Molti ricercatori non escludono l'ipotesi che tutti i
meridionali dei Balcani involtini di verza avrebbe avuto una diversa origine rispetto a
quelli rumeni che sarebbero stati reinventati nel nostro paese. Inoltre, i
romani sono i migliori in termini di creatività in tutti meridionale e
sud-orientale.
Un fatto è che gli stranieri che ci visitano da diverse
parti del mondo sono colpiti dal cavolo ripieno fatto sulle nostre terre e
involtini di cavolo rumeni sono valutati molto più che in altri paesi
balcanici.
Il festival degli
involtini di verza è la festa gourmet prima in Romania, è una manifestazione
tipica e unica del paese Praid, una piccola località situata sul confine
harghiteană ai piedi di Gurghiu Mures. E organizzato ogni anno nel
terzo fine settimana di settembre, La storia
del festival risale a oltre 14 anni fa,
durante un simposio internazionale sul tema del turismo rurale, che si tiene sempre a Praid .Primo festival si è tenuta a
Pusztamérges -. Ungheria nel 1994, il prossimo anno a Praid - Romania. Dopo un periodo di quattro
anni, durante i quali il festival si è tenuta alternativamente in Ungheria
(Pusztamérges) e Romania (Praid ), dal 1998, cittadina turistica harghiteana è diventato l'ospite permanente
del festival ogni anno.
Da allora, ogni edizione vengono a Praid le città vicine e rappresentanti
partecipanti da quasi tutte le regioni del paese e all'estero, soprattutto in
Ungheria.
In Romania, sarmale e un piatto che non manca mai a Natale ,
matrimoni, e anche feste private di ogni famiglia. Infatti nel nostro paese ,
ogni regione a la sua ricetta degli involtini,
tramandata dalle mamme e dalle nonne. Si possono fare con la foglia di
vite nel periodo che ci stanno, con la foglia di verza fresca con una
lavorazione particolare che poi vi svello ,oppure con la foglia di verza in
salamoia, che pure questa a la sua storia e la sua preparazione particolare.

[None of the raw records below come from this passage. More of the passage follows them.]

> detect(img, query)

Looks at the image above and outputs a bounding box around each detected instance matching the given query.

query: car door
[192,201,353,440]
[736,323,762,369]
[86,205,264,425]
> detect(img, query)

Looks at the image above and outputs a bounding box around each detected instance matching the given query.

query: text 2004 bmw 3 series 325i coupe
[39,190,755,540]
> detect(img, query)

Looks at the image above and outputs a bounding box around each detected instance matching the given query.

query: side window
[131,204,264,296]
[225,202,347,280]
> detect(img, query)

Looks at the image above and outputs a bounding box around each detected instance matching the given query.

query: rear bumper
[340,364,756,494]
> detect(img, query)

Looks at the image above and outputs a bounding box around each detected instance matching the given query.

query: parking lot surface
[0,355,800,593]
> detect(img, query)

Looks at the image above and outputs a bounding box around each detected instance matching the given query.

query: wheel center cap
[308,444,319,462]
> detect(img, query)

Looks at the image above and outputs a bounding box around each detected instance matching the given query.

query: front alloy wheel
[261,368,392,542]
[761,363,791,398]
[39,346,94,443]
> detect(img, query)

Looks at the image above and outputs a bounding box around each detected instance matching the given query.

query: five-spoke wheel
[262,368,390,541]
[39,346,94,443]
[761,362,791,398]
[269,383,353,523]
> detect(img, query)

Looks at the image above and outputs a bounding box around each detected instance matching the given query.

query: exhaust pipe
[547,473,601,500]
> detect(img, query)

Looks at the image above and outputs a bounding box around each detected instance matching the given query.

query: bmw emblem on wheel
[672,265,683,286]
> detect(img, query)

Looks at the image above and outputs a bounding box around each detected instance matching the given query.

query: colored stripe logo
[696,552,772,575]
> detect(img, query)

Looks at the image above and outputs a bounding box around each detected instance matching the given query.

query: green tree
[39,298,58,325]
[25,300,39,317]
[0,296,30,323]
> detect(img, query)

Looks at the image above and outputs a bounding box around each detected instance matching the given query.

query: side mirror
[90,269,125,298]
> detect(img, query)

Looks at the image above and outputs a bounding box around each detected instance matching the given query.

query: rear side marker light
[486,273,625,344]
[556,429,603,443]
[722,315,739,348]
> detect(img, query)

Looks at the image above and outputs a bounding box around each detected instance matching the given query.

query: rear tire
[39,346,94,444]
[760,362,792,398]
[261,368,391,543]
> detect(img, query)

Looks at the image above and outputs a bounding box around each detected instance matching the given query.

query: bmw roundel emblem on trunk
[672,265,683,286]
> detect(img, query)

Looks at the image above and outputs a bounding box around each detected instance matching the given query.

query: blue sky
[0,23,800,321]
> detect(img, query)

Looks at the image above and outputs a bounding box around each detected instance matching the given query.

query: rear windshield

Anche il ripieno e diverso dalla regione alla regione, come quando gli
involtini vengono adagiati nella pentola , ce chi aggiunge lo strutto e chi ci
mette l’olio, ce chi aggiunge i pezzi di carne e salsiccia affumicata , e ce
chi non aggiunge niente. Vengono serviti con il pane e peperoncino sotto aceto,
oppure con la polenta, con la panna acida messa sopra, etc.
Ingredienti:
1 kg di maiale
macinata (o maiale e manzo, gli importi uguali)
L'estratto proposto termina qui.